Admittingly, Roggensack has several advantages in this year's Wisconsin Supreme Court race that Fallone doesn't:
1) Roggensack is the incumbent, and incumbents in state supreme court elections in Wisconsin usually have a much bigger incumbency advantage than incumbents in legislative or executive races, in fact, only twice (in 1967 and 2008) in Wisconsin history has an incumbent state supreme court justice lost either election to a full term following a gubernatorial appointment (2008) or re-election (1967).
2) Roggensack's campaign has raised considerably more money Fallone's campaign, additionally, the Club for Growth, a conservative front group, has been running television ads to support Roggensack's re-election campaign.
3) Fallone has no judicial experience whatsoever.
However, Fallone has every right to call the Wisconsin Supreme Court "dysfunctional" because it is dysfunctional. In the last two years, a justice put his hands around the neck of fellow justice, the four conservative justices, including Roggensack, changed the court's rules to allow judges to preside over cases involving those who donate to their campaigns, and the four conservative justices, including Roggensack, set the single most destructive precedent in American judicial history by ruling that the Wisconsin State Legislature isn't even bound by the own laws it writes, including the Open Meetings Law that Republican State Senate Majority Leader Scott Fitzgerald violated while ramming Act 10 through the Legislature.
Also, Roggensack herself had no judicial experience whatsoever prior to running for the state supreme court for the first time back in 1995, losing in the primary to Ann Walsh Bradley and Patrick Crooks (Bradley defeated Crooks in the general election).
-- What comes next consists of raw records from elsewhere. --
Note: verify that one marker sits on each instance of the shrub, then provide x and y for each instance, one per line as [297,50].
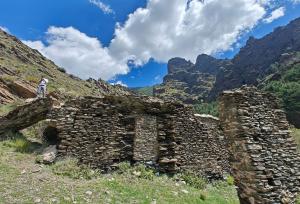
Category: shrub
[296,135]
[61,70]
[124,167]
[70,168]
[143,172]
[18,142]
[193,180]
[33,79]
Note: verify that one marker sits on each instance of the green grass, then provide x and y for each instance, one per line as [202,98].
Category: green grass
[207,108]
[24,181]
[296,135]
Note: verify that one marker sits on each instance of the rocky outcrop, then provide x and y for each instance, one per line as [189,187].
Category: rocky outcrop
[26,115]
[263,155]
[253,61]
[186,81]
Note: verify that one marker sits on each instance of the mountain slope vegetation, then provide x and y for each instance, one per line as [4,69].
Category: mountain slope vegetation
[22,67]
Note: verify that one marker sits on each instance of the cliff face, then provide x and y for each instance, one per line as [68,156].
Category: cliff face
[210,76]
[254,61]
[22,67]
[189,82]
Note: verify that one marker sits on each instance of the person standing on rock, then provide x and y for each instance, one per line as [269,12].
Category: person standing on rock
[42,87]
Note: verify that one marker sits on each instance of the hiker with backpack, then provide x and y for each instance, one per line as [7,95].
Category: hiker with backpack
[42,87]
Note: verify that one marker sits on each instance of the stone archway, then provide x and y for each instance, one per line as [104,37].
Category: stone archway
[50,135]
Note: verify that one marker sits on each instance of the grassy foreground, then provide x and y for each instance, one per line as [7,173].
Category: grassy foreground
[24,181]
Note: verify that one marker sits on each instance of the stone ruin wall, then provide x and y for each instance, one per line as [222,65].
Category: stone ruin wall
[263,156]
[103,132]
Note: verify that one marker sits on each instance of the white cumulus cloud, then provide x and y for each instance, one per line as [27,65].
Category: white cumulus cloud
[4,29]
[275,15]
[80,54]
[102,6]
[162,30]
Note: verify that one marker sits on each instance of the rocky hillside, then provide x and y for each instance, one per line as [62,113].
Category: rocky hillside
[22,67]
[258,63]
[190,82]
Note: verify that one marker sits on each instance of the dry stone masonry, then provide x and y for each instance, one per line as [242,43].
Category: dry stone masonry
[251,140]
[263,156]
[103,132]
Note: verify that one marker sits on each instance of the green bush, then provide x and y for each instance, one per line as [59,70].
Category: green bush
[143,172]
[230,180]
[70,168]
[61,69]
[194,180]
[18,142]
[203,196]
[296,135]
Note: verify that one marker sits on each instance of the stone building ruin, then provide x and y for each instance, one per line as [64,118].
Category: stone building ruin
[103,132]
[251,140]
[263,156]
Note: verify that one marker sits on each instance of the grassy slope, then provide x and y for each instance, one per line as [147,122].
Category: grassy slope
[24,181]
[148,90]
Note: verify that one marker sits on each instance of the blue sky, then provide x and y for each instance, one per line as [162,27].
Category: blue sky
[107,38]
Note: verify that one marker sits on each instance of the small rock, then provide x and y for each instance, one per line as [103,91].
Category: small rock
[184,191]
[36,170]
[136,173]
[49,154]
[89,193]
[54,200]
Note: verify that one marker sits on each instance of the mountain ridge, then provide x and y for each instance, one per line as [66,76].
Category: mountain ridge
[253,64]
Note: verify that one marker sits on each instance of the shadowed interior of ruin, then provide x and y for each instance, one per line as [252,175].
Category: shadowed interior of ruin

When Roggensack was once asked who her favorite U.S. Supreme Court justice, she showed her admiration for those who take an unorthodox path to power by choosing Robert Jackson, the last federal Supreme Court justice to not have a law degree. Roggensack is now criticizing Fallone, a Marquette University Law Professor, for taking on an unorthodox path to power himself!
Additionally, Scholz's complete discrediting of Fallone as a credible candidate on the basis that Roggensack, whose campaign is being run by Scholz, has raised considerably more money than Fallone is flatly absurd. In the 1990 U.S. Senate race in Minnesota, Republican incumbent Rudy Boschwitz out-raised Democratic challenger Paul Wellstone, who, like Fallone, was a college professor prior to running for public office, by a staggering 7-to-1 margin, yet Wellstone defeated Boschwitz!
Money doesn't vote, people do!
I'm encouraging Wisconsinites to vote for Ed Fallone for Wisconsin Supreme Court on April 2 in order to restore integrity to the bench.